I unexpectedly found myself in the vanguard of the zeitgeist over the weekend.  Steady on chaps, I’m not supposed to be trendy at my time of life.

Pint Sized Poetry at Watford Palace Theatre on Friday night had caught my attention and I thought I’d give it a whirl.  I’m not a stranger to poetry but I only attend a handful of events each year and as something was happening locally it was too good an opportunity to miss.  Not least, my attendance might encourage more spoken-word events in the future.

The evening was great fun.  Pint Sized Poetry had been organised by (Sarah) Kenny, a local poet, who had assembled a dozen or so others to create the occasion.  All made excellent contributions, and my interest was particularly engaged by Hayley McFadyen, Alice O’Shaughnessy, Eimar James and Katie Greenall.  Ray LaMont provided music (in a style reminiscent of Richie Havens) and Kenny kept the show on track with her sharp introductions and a closing piece.  I guess there were about 50 or so people there so it was a good turn-out and it implies a promising future.

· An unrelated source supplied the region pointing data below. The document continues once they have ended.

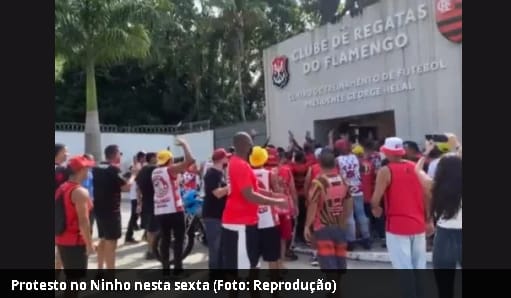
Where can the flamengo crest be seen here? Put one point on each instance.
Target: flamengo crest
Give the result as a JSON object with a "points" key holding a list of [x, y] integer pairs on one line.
{"points": [[449, 19], [280, 73]]}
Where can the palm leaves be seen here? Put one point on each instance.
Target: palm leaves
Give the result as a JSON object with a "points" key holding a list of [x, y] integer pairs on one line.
{"points": [[94, 32]]}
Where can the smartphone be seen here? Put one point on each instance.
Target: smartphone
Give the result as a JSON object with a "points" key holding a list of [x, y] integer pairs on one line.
{"points": [[437, 138]]}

What surprised me about the evening was the audience, 90% of whom must have been under 30.  This is very different from audiences I’m usually a part of, and a very refreshing change too.  What reinforced my optimism was opening the papers over the weekend to read that poetry seems to be having a moment (again).  On both Saturday and Sunday there were comments about the recently published 2018 UK book sales data showing that sales of poetry books had reached £12.3m (an increase of 12% and £1.3m) and over the previous five years poetry sales had increased by 48%.

Further analysis showed that two-thirds of the buyers were under 34 years old, and that 41% of them were between 13 and 22 with teenage girls and young women as the biggest consumer group for poetry.  That explained to me why the audience was what it was.  Watford Palace’s provision of a central venue, and an interest in hosting future events means that poetry is finally escaping from Covent Garden and Hampstead and into more accessible parts of the country.

I came to realise that all those blogs and Instagram feeds I’d encountered online, and passed by with barely a glance, weren’t just juvenile ephemera but first hand evidence of this cultural trend and an encouraging development.  If the popularity of spoken-word YouTube performers like Holly McNish and Kate Tempest has resulted in greater book sales then buying poetry has become cool again, for the first time in 50 years.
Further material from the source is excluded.